Jan I van Warschau

Uit Wikipedia, de vrije encyclopedie
Jan I van Warschau
1347/1352-1429
Het zegel van hertog Jan I van Warschau, 1376.
Hertog van Warschau
Periode 1374-1429
Voorganger Ziemovit III (als hertog van Mazovië)
Opvolger Bolesław IV
Vader Ziemovit III van Mazovië
Moeder Euphemia van Troppau

Jan I van Warschau (circa 1347/1352 - Czersk, 8 december 1429) was van 1374 tot aan zijn dood hertog van Warschau. Hij behoorde tot de Mazovische tak van het huis Piasten.

Het begin van zijn regeerperiode[bewerken | brontekst bewerken]

Jan was de oudste zoon van hertog Ziemovit III van Mazovië en diens eerste echtgenote Euphemia, dochter van hertog Nicolaas II van Troppau. In 1374 kreeg hij van zijn vader het district Warschau als eigen regeringsgebied toegewezen.

Na het overlijden van zijn vader in 1381 verdeelden Jan en zijn jongere broer Ziemovit IV het hertogdom Mazovië. Hierbij kwam Jan eveneens in het bezit van de districten Nur, Łomża, Ciechanów, Wyszogród en Zakroczym.

Politiek tegenover de Poolse koning[bewerken | brontekst bewerken]

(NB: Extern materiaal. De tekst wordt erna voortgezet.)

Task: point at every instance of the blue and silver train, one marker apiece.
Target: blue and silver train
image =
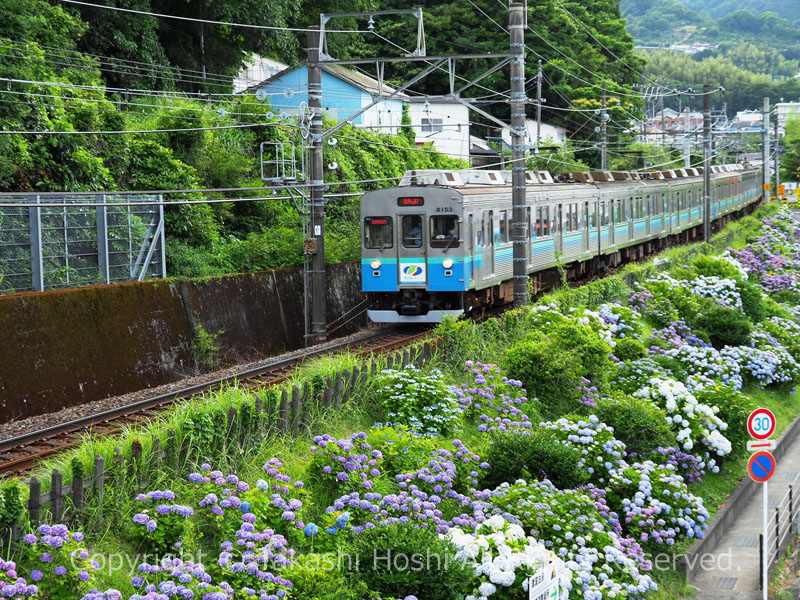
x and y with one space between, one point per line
440 243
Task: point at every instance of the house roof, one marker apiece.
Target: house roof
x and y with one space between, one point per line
355 78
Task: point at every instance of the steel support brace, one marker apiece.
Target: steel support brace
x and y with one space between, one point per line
37 266
102 239
516 26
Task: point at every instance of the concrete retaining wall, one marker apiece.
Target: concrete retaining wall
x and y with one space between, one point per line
67 347
728 514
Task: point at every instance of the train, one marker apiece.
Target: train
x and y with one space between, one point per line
440 243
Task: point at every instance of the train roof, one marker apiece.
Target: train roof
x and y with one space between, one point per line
473 179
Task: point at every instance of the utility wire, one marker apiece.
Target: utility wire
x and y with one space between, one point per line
207 21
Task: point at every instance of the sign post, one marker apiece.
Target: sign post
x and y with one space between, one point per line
760 467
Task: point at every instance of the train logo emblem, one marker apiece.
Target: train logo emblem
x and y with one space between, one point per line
412 273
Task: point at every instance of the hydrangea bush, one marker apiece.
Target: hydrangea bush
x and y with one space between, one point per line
58 563
696 423
578 527
504 559
419 400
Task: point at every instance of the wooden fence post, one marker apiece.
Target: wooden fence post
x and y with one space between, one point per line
230 439
136 463
35 501
338 389
283 413
120 465
99 483
77 494
259 418
57 495
295 410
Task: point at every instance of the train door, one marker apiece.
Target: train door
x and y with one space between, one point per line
488 244
412 257
557 228
471 249
585 222
613 208
528 236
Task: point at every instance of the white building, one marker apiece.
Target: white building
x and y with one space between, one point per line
548 134
443 122
786 111
256 69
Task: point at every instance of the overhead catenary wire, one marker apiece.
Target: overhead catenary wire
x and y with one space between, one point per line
206 21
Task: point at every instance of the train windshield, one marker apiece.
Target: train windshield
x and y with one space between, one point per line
412 231
444 232
378 232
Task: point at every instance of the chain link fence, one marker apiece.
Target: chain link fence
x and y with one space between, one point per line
54 241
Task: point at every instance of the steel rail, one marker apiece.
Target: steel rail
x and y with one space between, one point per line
22 442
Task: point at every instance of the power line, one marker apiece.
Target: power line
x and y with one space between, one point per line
112 132
208 21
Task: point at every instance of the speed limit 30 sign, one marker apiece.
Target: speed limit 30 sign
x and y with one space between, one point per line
761 423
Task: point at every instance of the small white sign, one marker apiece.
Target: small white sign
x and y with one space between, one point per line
543 585
412 273
759 445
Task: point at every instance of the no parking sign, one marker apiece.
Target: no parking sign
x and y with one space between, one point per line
761 423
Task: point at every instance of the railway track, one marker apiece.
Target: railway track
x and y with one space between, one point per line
19 454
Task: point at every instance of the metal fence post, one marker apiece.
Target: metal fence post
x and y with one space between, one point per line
102 239
35 223
161 241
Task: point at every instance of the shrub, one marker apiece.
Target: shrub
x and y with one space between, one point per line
379 556
787 297
734 409
420 401
581 528
752 301
639 424
315 577
711 266
538 456
629 349
552 366
773 309
724 327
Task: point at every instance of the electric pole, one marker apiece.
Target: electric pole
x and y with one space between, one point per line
516 26
603 131
777 157
539 107
318 312
707 162
687 155
765 147
661 108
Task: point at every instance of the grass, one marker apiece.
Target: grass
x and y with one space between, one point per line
196 419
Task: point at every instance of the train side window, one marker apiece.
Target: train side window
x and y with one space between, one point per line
412 231
444 232
378 232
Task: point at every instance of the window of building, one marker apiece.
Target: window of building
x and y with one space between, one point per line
412 231
444 232
377 232
431 125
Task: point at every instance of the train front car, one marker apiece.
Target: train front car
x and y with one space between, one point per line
412 254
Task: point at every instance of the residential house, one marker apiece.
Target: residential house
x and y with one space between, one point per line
786 111
441 121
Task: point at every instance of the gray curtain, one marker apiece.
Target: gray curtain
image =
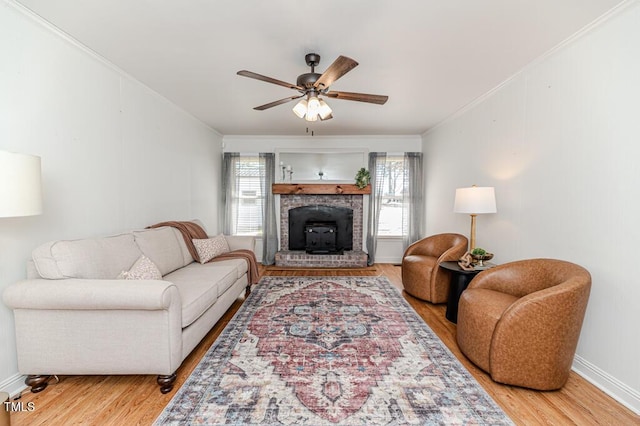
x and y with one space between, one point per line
412 206
229 192
377 166
269 226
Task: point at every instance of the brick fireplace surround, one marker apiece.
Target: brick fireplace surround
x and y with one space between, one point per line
299 195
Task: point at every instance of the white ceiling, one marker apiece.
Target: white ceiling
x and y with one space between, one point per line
431 57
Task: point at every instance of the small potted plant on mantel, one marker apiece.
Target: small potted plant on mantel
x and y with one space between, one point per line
362 178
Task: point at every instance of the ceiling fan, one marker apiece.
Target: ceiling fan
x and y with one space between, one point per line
313 85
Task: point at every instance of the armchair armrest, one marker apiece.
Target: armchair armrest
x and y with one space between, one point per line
91 294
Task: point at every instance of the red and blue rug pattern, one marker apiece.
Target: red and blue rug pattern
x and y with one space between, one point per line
329 351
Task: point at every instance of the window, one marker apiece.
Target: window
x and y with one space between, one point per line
247 199
390 223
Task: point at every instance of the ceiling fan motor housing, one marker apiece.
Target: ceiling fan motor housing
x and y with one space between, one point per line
307 80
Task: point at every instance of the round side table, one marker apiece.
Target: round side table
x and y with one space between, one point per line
460 279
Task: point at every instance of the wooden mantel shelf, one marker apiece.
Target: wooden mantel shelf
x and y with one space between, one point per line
319 188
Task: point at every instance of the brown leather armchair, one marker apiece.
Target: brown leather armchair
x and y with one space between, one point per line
421 276
520 321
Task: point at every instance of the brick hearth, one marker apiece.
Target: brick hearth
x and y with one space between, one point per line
354 258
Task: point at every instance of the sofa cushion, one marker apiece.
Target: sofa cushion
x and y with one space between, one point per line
199 287
211 247
97 258
143 269
240 265
162 246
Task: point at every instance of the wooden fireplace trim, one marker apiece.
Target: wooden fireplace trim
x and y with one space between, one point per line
318 188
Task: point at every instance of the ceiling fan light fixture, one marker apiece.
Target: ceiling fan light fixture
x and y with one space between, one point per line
301 108
313 105
311 116
324 111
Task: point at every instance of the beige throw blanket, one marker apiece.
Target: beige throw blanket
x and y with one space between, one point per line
191 231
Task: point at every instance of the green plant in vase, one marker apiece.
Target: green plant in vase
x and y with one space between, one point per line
480 255
362 178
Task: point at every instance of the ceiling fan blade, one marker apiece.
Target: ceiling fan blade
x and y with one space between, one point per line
360 97
276 103
261 77
337 69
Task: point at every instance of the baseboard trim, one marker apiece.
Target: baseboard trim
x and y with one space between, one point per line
608 384
14 385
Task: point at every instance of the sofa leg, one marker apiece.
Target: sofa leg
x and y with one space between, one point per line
166 382
37 382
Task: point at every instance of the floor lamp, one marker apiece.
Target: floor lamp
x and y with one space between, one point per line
20 185
20 195
474 201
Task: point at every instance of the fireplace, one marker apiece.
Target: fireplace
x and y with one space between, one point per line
327 205
309 224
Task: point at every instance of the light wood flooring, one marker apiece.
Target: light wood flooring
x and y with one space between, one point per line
136 400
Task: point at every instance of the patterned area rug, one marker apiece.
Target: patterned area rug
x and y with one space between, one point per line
327 351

Jan onderhield een trouwe samenwerking met de opeenvolgende Poolse monarchen Lodewijk I van Anjou, Hedwig en Wladislaus II Jagiello. Hierdoor voerde Jan een tegenstelde politiek in vergelijking met die van zijn broer Ziemovit IV, die voordeel probeerde te halen uit de moeilijkheden van het huis Anjou en zelf de Poolse kroon nastreefde. Na de dood van Lodewijk I van Anjou in 1382 erkende hij de rechten van diens dochter Hedwig op de Poolse troon en in 1383 bood hij haar hulptroepen aan, waarvoor hij in ruil een jaarlijks salaris van 24.000 florijnen kreeg.

Politiek tegenover Litouwen en de verovering van Podlachië[bewerken | brontekst bewerken]

Toen grootvorst Wladislaus II Jagiello van Litouwen zijn Poolse belangen boven zijn Litouwse verkoos, kwam hij in conflict met zijn oom Kęstutis, die eveneens Jans schoonvader was. Hij haalde hier in 1382 zijn voordeel uit door de districten Podlachië en Drohiczyn te veroveren. Wladislaus II Jagiello kon zijn oom Kęstutis echter definitief verslaan en heroverde kort nadien deze districten.

In 1387 werden de relaties tussen Jan en Wladislaus II Jagiello hersteld toen hij Wladislaus' verkiezing tot Pools koning erkende. Hij vergezelde Wladislaus bij diens reis naar Vilnius, het officiële begin van de kerstening van Litouwen. Op 2 september 1391 kreeg Jan van Wladislaus II het bezit over de districten Podlachië en Drohiczyn en ook over de steden Mielnik, Bielsk Podlaski en Suraż.

Politiek tegenover de Duitse Orde[bewerken | brontekst bewerken]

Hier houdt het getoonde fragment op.